Während viele Branchenleute die neue Kulturbotschaft, die derzeit in der Vernehmlassung ist, weitgehend unterstützen, sind andere besorgt über ihre Mängel. Ein erster Überblick über die Reaktionen und verschiedenen Perspektiven der Akteure und Akteurinnen des Schweizer Filmsektors.

Erhöhung des Budgets für die Filmbranche, wachsendes Interesse an der Erkundung neuer Formate, Forderung nach mehr Mitteln für die Verleih- und Auswertungsförderung: Dies sind einige der Punkte, die von den Vertretern der Branche hervorgebracht wurden, drei Wochen vor Ende der Vernehmlassung zur neuen Kulturbotschaft. Zeit für uns, eine vorläufige Bilanz zu ziehen.
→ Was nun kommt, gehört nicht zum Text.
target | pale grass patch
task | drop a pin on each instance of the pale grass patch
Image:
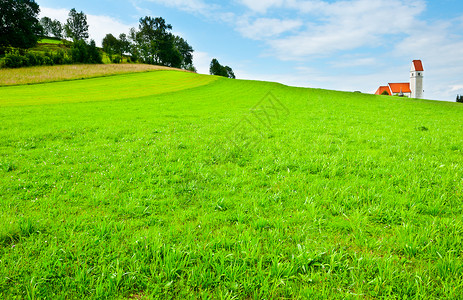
(43, 74)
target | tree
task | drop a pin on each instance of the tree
(186, 51)
(45, 22)
(151, 38)
(153, 43)
(56, 29)
(94, 55)
(123, 45)
(19, 26)
(51, 27)
(217, 69)
(110, 45)
(76, 26)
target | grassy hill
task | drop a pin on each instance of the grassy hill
(177, 185)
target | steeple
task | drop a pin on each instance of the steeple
(416, 79)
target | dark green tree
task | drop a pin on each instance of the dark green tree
(151, 39)
(51, 27)
(56, 29)
(76, 26)
(110, 45)
(123, 44)
(186, 51)
(19, 26)
(153, 43)
(45, 22)
(94, 55)
(217, 69)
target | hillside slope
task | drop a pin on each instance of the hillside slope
(179, 185)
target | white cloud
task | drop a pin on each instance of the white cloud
(192, 6)
(347, 25)
(264, 28)
(262, 6)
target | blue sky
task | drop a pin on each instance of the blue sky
(341, 45)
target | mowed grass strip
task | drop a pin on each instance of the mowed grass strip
(234, 189)
(41, 74)
(102, 89)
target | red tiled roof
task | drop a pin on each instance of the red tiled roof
(383, 88)
(400, 87)
(418, 65)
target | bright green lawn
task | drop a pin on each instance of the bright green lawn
(145, 194)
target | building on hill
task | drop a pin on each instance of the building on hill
(414, 89)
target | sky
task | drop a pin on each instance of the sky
(348, 45)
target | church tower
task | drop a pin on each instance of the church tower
(416, 79)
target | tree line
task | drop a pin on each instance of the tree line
(151, 43)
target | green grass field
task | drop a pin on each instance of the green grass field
(177, 185)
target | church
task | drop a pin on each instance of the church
(412, 89)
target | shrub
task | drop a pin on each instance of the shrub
(117, 59)
(14, 59)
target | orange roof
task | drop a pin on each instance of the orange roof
(418, 65)
(383, 88)
(400, 87)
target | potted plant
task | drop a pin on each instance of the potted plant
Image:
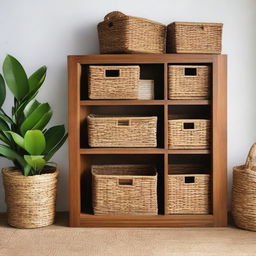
(30, 185)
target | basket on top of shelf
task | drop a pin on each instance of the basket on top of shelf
(119, 82)
(189, 82)
(119, 33)
(124, 190)
(189, 134)
(194, 37)
(188, 193)
(123, 131)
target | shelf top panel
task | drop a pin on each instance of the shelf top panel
(144, 58)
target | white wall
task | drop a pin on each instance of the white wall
(45, 32)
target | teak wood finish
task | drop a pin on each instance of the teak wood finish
(81, 156)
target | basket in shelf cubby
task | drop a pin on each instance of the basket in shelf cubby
(82, 157)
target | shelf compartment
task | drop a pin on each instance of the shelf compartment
(89, 220)
(121, 110)
(147, 72)
(86, 161)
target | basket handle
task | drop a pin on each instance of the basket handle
(113, 15)
(188, 126)
(251, 158)
(125, 182)
(124, 123)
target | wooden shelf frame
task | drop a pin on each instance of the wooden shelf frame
(218, 149)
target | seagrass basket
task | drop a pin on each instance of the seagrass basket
(119, 33)
(194, 37)
(189, 82)
(124, 190)
(30, 200)
(188, 193)
(129, 131)
(114, 82)
(244, 193)
(189, 134)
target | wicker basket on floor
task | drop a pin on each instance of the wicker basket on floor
(130, 131)
(119, 33)
(244, 193)
(188, 82)
(194, 37)
(114, 82)
(189, 134)
(188, 193)
(124, 190)
(30, 200)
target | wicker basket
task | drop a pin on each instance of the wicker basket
(130, 131)
(114, 82)
(188, 194)
(189, 134)
(30, 200)
(124, 190)
(119, 33)
(194, 37)
(189, 82)
(244, 193)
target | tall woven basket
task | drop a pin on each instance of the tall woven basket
(30, 200)
(244, 192)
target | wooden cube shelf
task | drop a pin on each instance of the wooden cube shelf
(82, 157)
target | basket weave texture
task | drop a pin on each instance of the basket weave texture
(194, 37)
(127, 131)
(119, 33)
(188, 198)
(30, 200)
(185, 86)
(122, 86)
(244, 193)
(124, 190)
(195, 137)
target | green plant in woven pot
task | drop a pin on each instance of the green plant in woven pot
(30, 184)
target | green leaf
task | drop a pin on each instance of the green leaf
(2, 91)
(15, 77)
(56, 148)
(36, 162)
(34, 142)
(34, 118)
(53, 136)
(43, 121)
(17, 138)
(30, 107)
(10, 154)
(36, 79)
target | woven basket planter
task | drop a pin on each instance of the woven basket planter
(124, 190)
(30, 200)
(188, 194)
(194, 37)
(244, 193)
(189, 82)
(114, 82)
(119, 33)
(127, 131)
(189, 134)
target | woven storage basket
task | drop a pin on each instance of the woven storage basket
(244, 193)
(189, 134)
(130, 131)
(188, 194)
(119, 33)
(114, 82)
(188, 82)
(30, 200)
(124, 190)
(194, 37)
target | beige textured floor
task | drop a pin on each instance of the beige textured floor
(61, 240)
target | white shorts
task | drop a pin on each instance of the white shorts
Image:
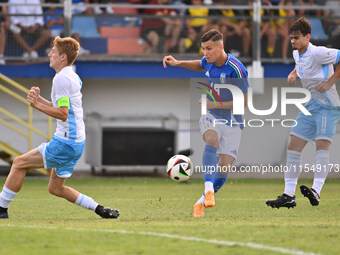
(229, 138)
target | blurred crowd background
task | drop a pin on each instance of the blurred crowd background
(148, 29)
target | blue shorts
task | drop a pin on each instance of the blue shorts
(62, 155)
(320, 125)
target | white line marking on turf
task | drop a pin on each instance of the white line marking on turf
(187, 238)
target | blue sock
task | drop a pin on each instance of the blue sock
(219, 181)
(209, 163)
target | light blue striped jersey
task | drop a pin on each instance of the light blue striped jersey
(66, 83)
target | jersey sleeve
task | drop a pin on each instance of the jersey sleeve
(326, 56)
(62, 87)
(240, 77)
(203, 63)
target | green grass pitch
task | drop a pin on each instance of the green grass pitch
(156, 218)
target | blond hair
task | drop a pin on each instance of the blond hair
(68, 46)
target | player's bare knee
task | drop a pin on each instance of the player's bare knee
(19, 163)
(54, 190)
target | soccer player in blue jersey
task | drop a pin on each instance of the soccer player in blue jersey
(222, 141)
(314, 66)
(64, 150)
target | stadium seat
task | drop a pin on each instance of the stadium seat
(121, 46)
(318, 33)
(86, 27)
(120, 32)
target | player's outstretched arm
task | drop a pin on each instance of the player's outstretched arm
(58, 113)
(35, 92)
(190, 64)
(326, 85)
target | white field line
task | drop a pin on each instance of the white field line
(186, 238)
(173, 199)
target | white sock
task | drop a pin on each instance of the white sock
(201, 200)
(321, 169)
(6, 196)
(86, 202)
(209, 186)
(293, 172)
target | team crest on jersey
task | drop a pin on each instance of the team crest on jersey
(222, 78)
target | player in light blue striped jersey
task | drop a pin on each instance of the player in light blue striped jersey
(314, 67)
(63, 152)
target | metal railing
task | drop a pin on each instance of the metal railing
(26, 124)
(256, 18)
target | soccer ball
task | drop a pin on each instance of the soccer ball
(179, 168)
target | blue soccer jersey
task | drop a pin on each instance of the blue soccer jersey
(232, 72)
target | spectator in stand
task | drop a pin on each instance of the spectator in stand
(229, 25)
(4, 25)
(28, 27)
(332, 22)
(306, 3)
(266, 30)
(55, 24)
(156, 30)
(279, 24)
(78, 7)
(98, 10)
(195, 27)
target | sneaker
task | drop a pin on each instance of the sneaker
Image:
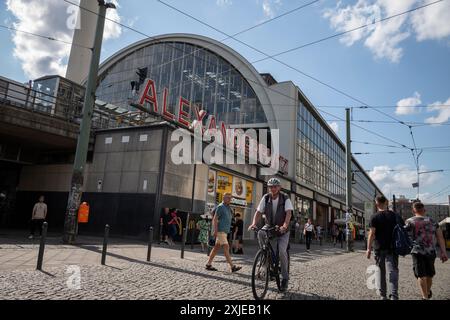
(284, 284)
(235, 268)
(210, 268)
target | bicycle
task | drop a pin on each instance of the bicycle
(266, 264)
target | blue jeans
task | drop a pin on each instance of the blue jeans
(387, 261)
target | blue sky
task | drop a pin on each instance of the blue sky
(406, 57)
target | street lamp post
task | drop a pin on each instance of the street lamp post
(73, 203)
(349, 201)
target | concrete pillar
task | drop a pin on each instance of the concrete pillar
(78, 66)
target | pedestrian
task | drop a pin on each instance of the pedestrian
(222, 225)
(341, 236)
(238, 235)
(308, 232)
(424, 232)
(38, 216)
(334, 234)
(203, 226)
(164, 221)
(382, 225)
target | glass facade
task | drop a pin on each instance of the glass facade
(303, 208)
(320, 159)
(196, 74)
(363, 189)
(321, 162)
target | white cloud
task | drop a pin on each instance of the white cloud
(384, 39)
(400, 181)
(443, 112)
(432, 23)
(223, 3)
(49, 18)
(408, 105)
(334, 126)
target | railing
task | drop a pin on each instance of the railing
(21, 96)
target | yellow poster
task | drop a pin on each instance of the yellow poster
(249, 195)
(224, 184)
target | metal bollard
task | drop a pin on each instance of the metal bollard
(150, 241)
(105, 244)
(42, 246)
(183, 242)
(208, 247)
(192, 238)
(160, 234)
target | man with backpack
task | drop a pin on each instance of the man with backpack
(277, 208)
(424, 233)
(382, 225)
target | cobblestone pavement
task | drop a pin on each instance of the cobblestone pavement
(325, 273)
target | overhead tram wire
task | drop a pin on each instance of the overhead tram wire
(185, 54)
(370, 131)
(294, 68)
(268, 56)
(303, 73)
(271, 89)
(44, 37)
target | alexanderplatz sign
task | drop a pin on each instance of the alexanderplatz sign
(243, 144)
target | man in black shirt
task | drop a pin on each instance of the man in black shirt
(382, 225)
(238, 234)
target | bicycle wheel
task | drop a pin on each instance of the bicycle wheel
(278, 271)
(260, 275)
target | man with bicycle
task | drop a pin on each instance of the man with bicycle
(277, 209)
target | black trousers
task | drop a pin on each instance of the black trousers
(308, 238)
(36, 223)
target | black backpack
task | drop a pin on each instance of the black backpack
(285, 197)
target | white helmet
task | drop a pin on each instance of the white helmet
(274, 182)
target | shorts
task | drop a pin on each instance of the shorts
(423, 265)
(222, 238)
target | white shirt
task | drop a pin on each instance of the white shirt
(287, 205)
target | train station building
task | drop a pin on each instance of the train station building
(130, 176)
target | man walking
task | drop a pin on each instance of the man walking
(238, 235)
(222, 226)
(38, 216)
(382, 225)
(424, 232)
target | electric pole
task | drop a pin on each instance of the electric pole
(73, 203)
(348, 198)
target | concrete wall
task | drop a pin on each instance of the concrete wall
(125, 162)
(54, 178)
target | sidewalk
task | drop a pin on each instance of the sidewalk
(19, 252)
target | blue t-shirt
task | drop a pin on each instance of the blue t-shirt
(223, 213)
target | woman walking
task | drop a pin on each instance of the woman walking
(203, 226)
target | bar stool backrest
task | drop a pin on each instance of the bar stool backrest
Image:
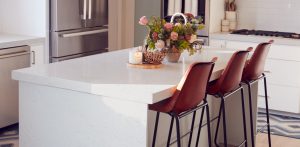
(255, 67)
(232, 74)
(192, 88)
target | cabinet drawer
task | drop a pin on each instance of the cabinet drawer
(283, 72)
(217, 43)
(281, 98)
(240, 45)
(285, 52)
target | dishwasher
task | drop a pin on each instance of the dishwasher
(11, 59)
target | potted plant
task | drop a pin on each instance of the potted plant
(172, 38)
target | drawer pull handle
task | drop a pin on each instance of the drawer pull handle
(267, 71)
(263, 96)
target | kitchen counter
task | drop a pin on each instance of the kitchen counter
(11, 40)
(255, 39)
(99, 101)
(88, 75)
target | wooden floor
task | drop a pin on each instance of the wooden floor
(277, 141)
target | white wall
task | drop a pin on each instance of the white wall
(27, 17)
(274, 15)
(216, 15)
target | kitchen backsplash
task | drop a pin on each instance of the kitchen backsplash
(273, 15)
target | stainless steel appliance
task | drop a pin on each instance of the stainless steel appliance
(203, 11)
(11, 59)
(77, 28)
(267, 33)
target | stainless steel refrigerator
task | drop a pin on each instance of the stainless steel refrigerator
(77, 28)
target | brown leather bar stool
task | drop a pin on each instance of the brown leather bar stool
(187, 98)
(225, 86)
(253, 72)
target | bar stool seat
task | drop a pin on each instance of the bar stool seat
(253, 73)
(226, 85)
(189, 96)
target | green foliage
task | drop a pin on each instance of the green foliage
(184, 31)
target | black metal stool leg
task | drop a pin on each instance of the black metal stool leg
(170, 131)
(192, 128)
(251, 115)
(267, 110)
(224, 122)
(244, 117)
(155, 129)
(178, 131)
(218, 125)
(199, 129)
(208, 126)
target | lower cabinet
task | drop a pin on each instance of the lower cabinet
(37, 55)
(282, 98)
(282, 71)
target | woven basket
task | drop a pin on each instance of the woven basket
(154, 57)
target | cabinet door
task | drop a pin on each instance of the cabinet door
(37, 55)
(283, 72)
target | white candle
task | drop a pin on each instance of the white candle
(135, 57)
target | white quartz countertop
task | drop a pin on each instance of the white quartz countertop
(10, 40)
(108, 75)
(255, 39)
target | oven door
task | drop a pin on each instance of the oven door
(69, 43)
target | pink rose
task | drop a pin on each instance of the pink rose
(188, 37)
(168, 26)
(143, 21)
(159, 44)
(174, 36)
(177, 24)
(154, 36)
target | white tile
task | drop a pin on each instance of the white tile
(276, 15)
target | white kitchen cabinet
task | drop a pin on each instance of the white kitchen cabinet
(240, 45)
(37, 54)
(282, 71)
(217, 43)
(282, 98)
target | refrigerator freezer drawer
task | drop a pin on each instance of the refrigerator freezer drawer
(76, 14)
(77, 42)
(77, 56)
(68, 14)
(11, 59)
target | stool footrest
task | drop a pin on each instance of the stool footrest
(243, 143)
(262, 128)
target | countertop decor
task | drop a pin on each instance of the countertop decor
(171, 37)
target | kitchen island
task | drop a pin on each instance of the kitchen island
(99, 101)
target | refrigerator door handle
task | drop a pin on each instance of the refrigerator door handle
(84, 9)
(83, 33)
(90, 9)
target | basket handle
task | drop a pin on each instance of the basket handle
(179, 14)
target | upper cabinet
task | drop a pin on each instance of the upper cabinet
(23, 17)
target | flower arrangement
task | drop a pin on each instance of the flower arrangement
(176, 37)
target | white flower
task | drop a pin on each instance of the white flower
(160, 44)
(193, 38)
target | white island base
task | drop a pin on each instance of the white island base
(62, 116)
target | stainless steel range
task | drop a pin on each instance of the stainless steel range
(77, 28)
(267, 33)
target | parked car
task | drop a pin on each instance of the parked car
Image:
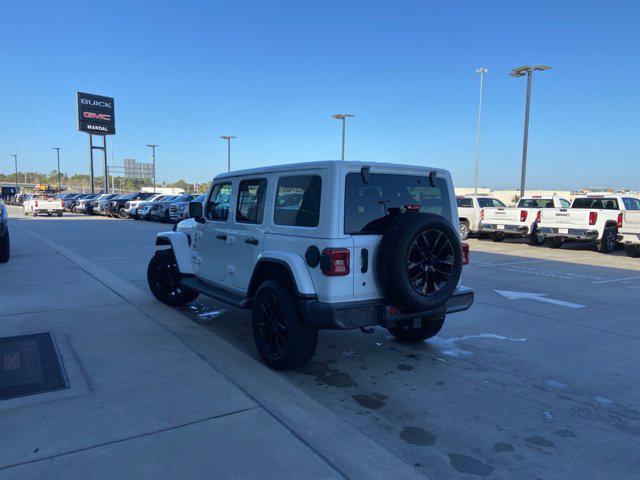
(132, 206)
(179, 210)
(43, 203)
(629, 228)
(5, 245)
(470, 212)
(591, 218)
(521, 220)
(366, 244)
(160, 210)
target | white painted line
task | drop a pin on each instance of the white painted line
(539, 297)
(617, 280)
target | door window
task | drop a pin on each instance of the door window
(218, 206)
(250, 208)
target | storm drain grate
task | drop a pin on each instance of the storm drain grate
(29, 364)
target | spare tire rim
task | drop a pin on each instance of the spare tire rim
(430, 262)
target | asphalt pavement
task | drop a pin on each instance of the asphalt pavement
(537, 380)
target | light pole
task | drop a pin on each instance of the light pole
(57, 149)
(228, 139)
(15, 160)
(521, 72)
(480, 71)
(343, 117)
(153, 146)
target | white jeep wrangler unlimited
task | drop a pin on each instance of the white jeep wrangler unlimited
(312, 246)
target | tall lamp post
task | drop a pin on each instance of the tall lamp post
(15, 160)
(228, 139)
(521, 72)
(343, 117)
(153, 146)
(480, 71)
(57, 149)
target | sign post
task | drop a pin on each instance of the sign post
(96, 116)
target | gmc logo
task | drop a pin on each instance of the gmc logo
(96, 103)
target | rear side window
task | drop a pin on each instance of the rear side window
(490, 203)
(370, 206)
(298, 201)
(218, 206)
(251, 201)
(596, 203)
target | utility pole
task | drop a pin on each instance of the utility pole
(15, 160)
(153, 158)
(480, 71)
(521, 72)
(228, 139)
(343, 117)
(57, 149)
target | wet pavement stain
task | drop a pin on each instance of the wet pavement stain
(418, 436)
(566, 433)
(368, 401)
(503, 447)
(470, 465)
(326, 375)
(539, 441)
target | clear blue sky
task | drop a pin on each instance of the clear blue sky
(272, 73)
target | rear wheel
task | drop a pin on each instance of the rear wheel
(282, 337)
(608, 242)
(427, 327)
(163, 277)
(632, 250)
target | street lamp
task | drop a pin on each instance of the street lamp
(57, 149)
(15, 159)
(343, 117)
(153, 146)
(521, 72)
(228, 139)
(480, 71)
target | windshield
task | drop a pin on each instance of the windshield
(370, 206)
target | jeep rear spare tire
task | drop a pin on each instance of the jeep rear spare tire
(419, 261)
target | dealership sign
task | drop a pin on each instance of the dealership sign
(96, 114)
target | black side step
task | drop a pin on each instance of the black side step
(213, 292)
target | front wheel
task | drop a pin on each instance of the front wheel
(282, 337)
(163, 277)
(632, 250)
(427, 328)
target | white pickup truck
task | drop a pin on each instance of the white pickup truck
(629, 231)
(521, 220)
(591, 218)
(40, 203)
(471, 211)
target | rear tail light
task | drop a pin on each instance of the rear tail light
(465, 253)
(335, 262)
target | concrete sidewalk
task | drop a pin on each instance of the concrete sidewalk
(147, 398)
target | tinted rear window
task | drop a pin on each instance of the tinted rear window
(596, 203)
(369, 207)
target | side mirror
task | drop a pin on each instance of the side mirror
(195, 211)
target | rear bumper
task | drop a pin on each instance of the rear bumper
(629, 238)
(349, 315)
(504, 228)
(571, 233)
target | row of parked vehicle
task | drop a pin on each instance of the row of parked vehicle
(605, 220)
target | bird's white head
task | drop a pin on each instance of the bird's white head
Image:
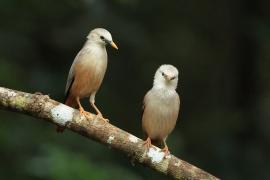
(101, 36)
(166, 77)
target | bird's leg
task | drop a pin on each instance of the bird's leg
(82, 111)
(99, 114)
(165, 149)
(92, 102)
(147, 143)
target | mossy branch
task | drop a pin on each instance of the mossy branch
(42, 107)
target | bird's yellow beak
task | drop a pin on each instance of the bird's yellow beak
(114, 45)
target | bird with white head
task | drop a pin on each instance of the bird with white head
(88, 69)
(161, 106)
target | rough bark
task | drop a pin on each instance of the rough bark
(42, 107)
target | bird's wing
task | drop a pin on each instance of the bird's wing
(71, 74)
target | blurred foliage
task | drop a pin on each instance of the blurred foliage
(222, 49)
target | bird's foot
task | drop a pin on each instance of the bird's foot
(100, 116)
(147, 143)
(60, 129)
(166, 151)
(85, 113)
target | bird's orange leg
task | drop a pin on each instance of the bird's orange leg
(166, 150)
(147, 143)
(99, 114)
(82, 111)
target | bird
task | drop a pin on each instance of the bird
(161, 106)
(87, 70)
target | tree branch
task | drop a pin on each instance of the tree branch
(41, 106)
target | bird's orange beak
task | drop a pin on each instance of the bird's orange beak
(114, 45)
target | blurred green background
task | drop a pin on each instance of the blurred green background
(222, 49)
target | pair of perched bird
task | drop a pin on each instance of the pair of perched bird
(161, 103)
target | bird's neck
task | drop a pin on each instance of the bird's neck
(94, 45)
(163, 87)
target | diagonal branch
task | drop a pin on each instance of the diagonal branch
(42, 107)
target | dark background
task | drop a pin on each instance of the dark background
(221, 48)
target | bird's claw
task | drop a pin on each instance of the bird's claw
(85, 113)
(100, 116)
(166, 151)
(147, 143)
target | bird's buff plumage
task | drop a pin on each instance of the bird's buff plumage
(161, 106)
(88, 70)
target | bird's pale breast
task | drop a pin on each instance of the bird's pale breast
(89, 72)
(160, 113)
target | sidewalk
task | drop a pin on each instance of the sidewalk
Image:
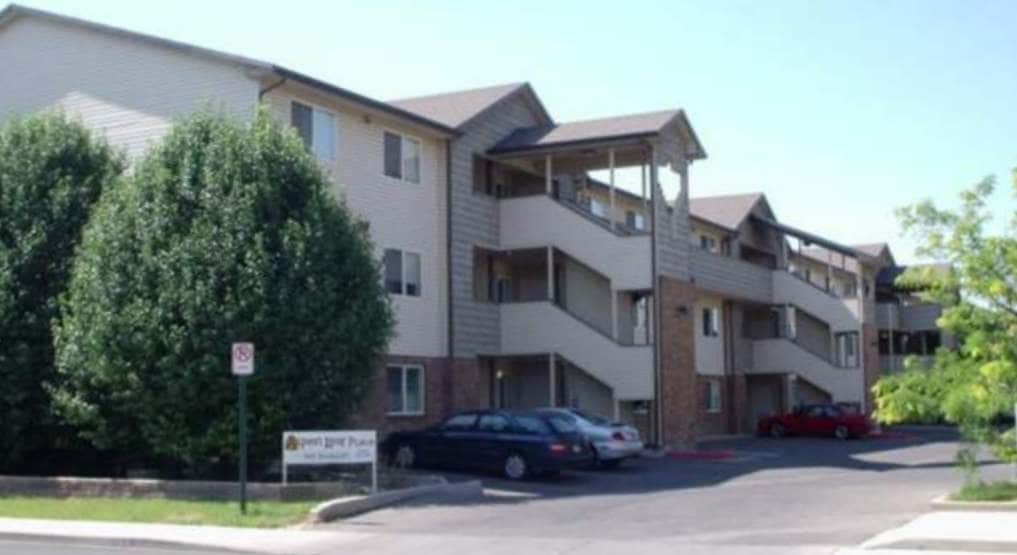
(948, 532)
(276, 541)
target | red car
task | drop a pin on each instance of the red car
(817, 420)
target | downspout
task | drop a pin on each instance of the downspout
(449, 269)
(658, 410)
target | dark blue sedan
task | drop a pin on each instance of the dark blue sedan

Die Diskussionsbasis ist klar: Cinésuisse ist ein zentrales Element der Filmbranche, um das sich zahlreiche Verbände gruppieren. Als Berater mehrerer Verbände, wie der «Gruppe Autor:innen Regisseur:innen Produzent:innen» (GARP), beteiligte sich Thomas Tribolet, der auch Sekretär der «Swiss Film Producers’ Association» (SFP) ist, aktiv an der Verfassung der Stellungnahme an das Bundesamt für Kultur (BAK). «Aus unserer Sicht muss die neue Kulturbotschaft in erster Linie Kontinuität sicherstellen. Zudem müssen wir uns auf die Auswirkungen der Investitionspflicht der «Lex Netflix», die nächstes Jahr in Kraft tritt, auf die Filmproduktion konzentrieren», so Tribolet. «Sobald wir hier die ersten Resultate sehen, können wir weitere Anpassungen an unserem Fördersystem vornehmen, vielleicht im Rahmen der nächsten Kulturbotschaft».

 

Kontinuität im Handeln

Grundsätzlich ist keine grosse Revolution zu erwarten, denn «die aktuellen Film-Förderinstrumente haben sich bewährt», so Cinésuisse. Die Dachorganisation hat jedoch konkrete Forderungen. Derzeit fliessen jährlich 6.5 Millionen Franken in die Produktionsförderung, doch dieser Betrag ist nicht ausreichend, der jährliche Bedarf liegt bei über 10 Millionen. Der Verband verlangt zusätzliche Gelder in Höhe von je 2 Millionen Franken für die Filmstandortförderung Schweiz (FiSS) und Succès Cinéma. Zudem fordert er eine allgemeine Erhöhung des Budgets um weitere 2 Millionen Franken, unter anderem zum Ausgleich der Teuerung von 2.1 Prozent, die für 2025 erwartet wird – insgesamt also eine Erhöhung um 6 Millionen Franken pro Jahr.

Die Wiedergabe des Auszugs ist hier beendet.